Segundo dados da última Pesquisa Nacional por Amostra de Domicílios Contínua (PNAD), trabalhadores negros recebem 40,2% a menos que os brancos pela hora trabalhada. Essa discrepância é resultado do racismo estrutural e, por consequência, da desigualdade no acesso a melhores oportunidades. Diante desse cenário, a educação pode ser um agente transformador na vida de crianças e adolescentes negros que buscam um futuro melhor. 

Para que essa mudança seja efetiva, é fundamental a adoção de práticas antirracistas no ambiente escolar. Em entrevista ao Portal Rhyzos, a pedagoga Viviana Santiago, especialista em Educação em Direitos Humanos, Diversidade e Questões Étnico Sociais e Raciais, que atua no setor de diversidade e inclusão do Instituto Moreira Salles, fala sobre a importância de trabalhar as relações étnico-raciais junto a estudantes e professores. 

A entrevista foi editada para efeitos de clareza e concisão. 

Leia mais: Como adotar práticas antirracistas em sala de aula

Rhyzos Educação – Colégios particulares de várias cidades do Brasil registraram episódios de racismo, intolerância e violência, sobretudo após a eleição presidencial. De que maneira a escola pode prevenir episódios como esses? 

Viviana Santiago – É importante olharmos o que está por trás disso, que é um ódio de classe, de raça e de local de origem. Os estudantes que protagonizam esses episódios desprezam escolhas feitas por todo um grupo. Então, é essencial perceber que esses casos muito provavelmente aparecem de maneiras diferentes em outros momentos. No cotidiano escolar, deve-se ter um diálogo constante das relações étnico-raciais em todos os seus aspectos, para que os alunos não construam uma visão sobre o outro de inferioridade, de pessoas as quais eles acham que não deveriam ter direitos. Além disso, a escola precisa ter muita atenção e fazer a intermediação dessas relações, realizando intervenções quando necessário, de maneira a questionar e trazer ao debate todos esses conceitos que violam a integridade e o reconhecimento do outro enquanto ser humano portador de direitos. Por fim, é essencial dar importância a esses acontecimentos ao invés de minimizá-los. 
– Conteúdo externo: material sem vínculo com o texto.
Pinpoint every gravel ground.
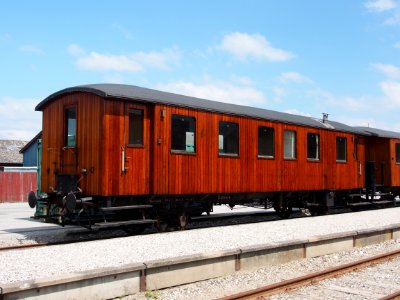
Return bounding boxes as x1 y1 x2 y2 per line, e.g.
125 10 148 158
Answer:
0 208 400 284
120 240 400 300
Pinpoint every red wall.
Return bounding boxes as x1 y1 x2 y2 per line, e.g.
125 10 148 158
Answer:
0 172 36 203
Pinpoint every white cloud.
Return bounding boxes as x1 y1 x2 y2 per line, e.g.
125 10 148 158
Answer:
76 52 143 72
372 63 400 79
365 0 397 12
285 108 311 117
278 72 313 83
218 32 294 61
0 97 42 141
112 23 133 40
18 45 44 55
67 44 180 73
67 44 85 56
156 80 266 106
308 88 375 112
272 87 287 103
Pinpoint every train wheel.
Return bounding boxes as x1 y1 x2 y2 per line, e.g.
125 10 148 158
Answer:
122 224 147 235
179 212 189 230
275 206 292 219
155 218 169 232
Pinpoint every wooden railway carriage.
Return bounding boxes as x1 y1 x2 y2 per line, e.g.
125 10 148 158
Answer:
358 127 400 193
30 84 388 230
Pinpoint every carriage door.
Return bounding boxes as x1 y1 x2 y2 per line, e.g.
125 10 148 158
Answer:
121 103 150 195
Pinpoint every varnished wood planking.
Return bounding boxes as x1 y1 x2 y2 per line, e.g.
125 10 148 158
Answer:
153 107 364 194
42 93 102 195
389 139 400 186
39 93 365 196
102 100 151 196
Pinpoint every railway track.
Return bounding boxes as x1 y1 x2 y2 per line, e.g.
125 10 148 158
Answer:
0 205 390 252
219 249 400 300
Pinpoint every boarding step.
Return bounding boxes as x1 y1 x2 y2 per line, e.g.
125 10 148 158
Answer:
372 200 394 205
347 200 393 207
100 204 153 211
94 219 157 227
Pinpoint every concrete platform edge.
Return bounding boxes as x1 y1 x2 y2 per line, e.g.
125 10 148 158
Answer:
0 224 400 300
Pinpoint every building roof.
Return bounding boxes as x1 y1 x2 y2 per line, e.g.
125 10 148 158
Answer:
356 127 400 139
35 84 365 134
19 131 42 154
0 140 27 165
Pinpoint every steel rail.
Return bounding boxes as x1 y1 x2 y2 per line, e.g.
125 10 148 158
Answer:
219 249 400 300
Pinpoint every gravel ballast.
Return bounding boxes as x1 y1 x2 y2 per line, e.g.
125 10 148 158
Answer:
0 208 400 284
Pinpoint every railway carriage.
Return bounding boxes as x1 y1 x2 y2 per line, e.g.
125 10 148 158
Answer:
29 84 400 230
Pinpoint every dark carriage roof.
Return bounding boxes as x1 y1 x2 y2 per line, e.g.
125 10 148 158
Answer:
35 84 365 134
356 126 400 139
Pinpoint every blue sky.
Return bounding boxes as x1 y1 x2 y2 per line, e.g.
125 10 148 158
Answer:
0 0 400 140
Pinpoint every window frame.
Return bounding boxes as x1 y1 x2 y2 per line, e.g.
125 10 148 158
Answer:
283 129 297 160
257 126 275 159
336 136 348 163
307 132 321 162
170 114 197 155
217 120 240 158
394 143 400 165
64 104 78 148
126 107 145 148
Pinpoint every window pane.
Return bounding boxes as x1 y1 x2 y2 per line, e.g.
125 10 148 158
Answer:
65 108 76 147
307 133 319 160
336 137 347 161
258 126 275 157
283 130 296 159
353 137 358 160
218 122 239 154
128 109 143 145
171 115 196 152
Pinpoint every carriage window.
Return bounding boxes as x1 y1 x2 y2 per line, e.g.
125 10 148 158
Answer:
353 137 358 160
307 133 319 160
336 137 347 162
128 109 143 146
218 121 239 155
258 126 275 158
283 130 296 159
65 107 76 147
171 115 196 152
Desde 2003, o ensino de História e Cultura Afro-Brasileira é obrigatório no ensino básico pela Lei número 10.639. A legislação está sendo eficiente para promover uma educação antirracista? 

A lei está quase completando 20 anos da existência, e precisamos reconhecer como é importante poder contar com esse instrumento, conquistado com muita luta da população negra e dos movimentos negros. Principalmente porque diante do absoluto estado de negação do racismo no Brasil, é determinado, por força de lei, que isso esteja presente na escola e que as crianças e os adolescentes brasileiros venham acessar essas informações. Afinal, o conhecimento sobre a contribuição dos africanos e dos afro-brasileiros na constituição do Brasil é um direito. É importante ressaltar que aquilo que está previsto na lei pode ser cobrado. E, apesar de existir há todo esse tempo, ainda é muito forte a negação de alguns segmentos vinculados à educação na implantação da lei, seja por não reconhecerem sua importância, seja pela recusa em abordar esses conteúdos na sala de aula ou devido a estereótipos perversos sobre esses povos e suas culturas. Além disso, não temos investimentos suficientes do governo federal em mudanças no currículo das licenciaturas para incluir esses conteúdos e, assim, preparar os educadores. Ao mesmo tempo, muitas redes de ensino também não contam com um processo de formação continuada eficiente que possa suprir essa lacuna. 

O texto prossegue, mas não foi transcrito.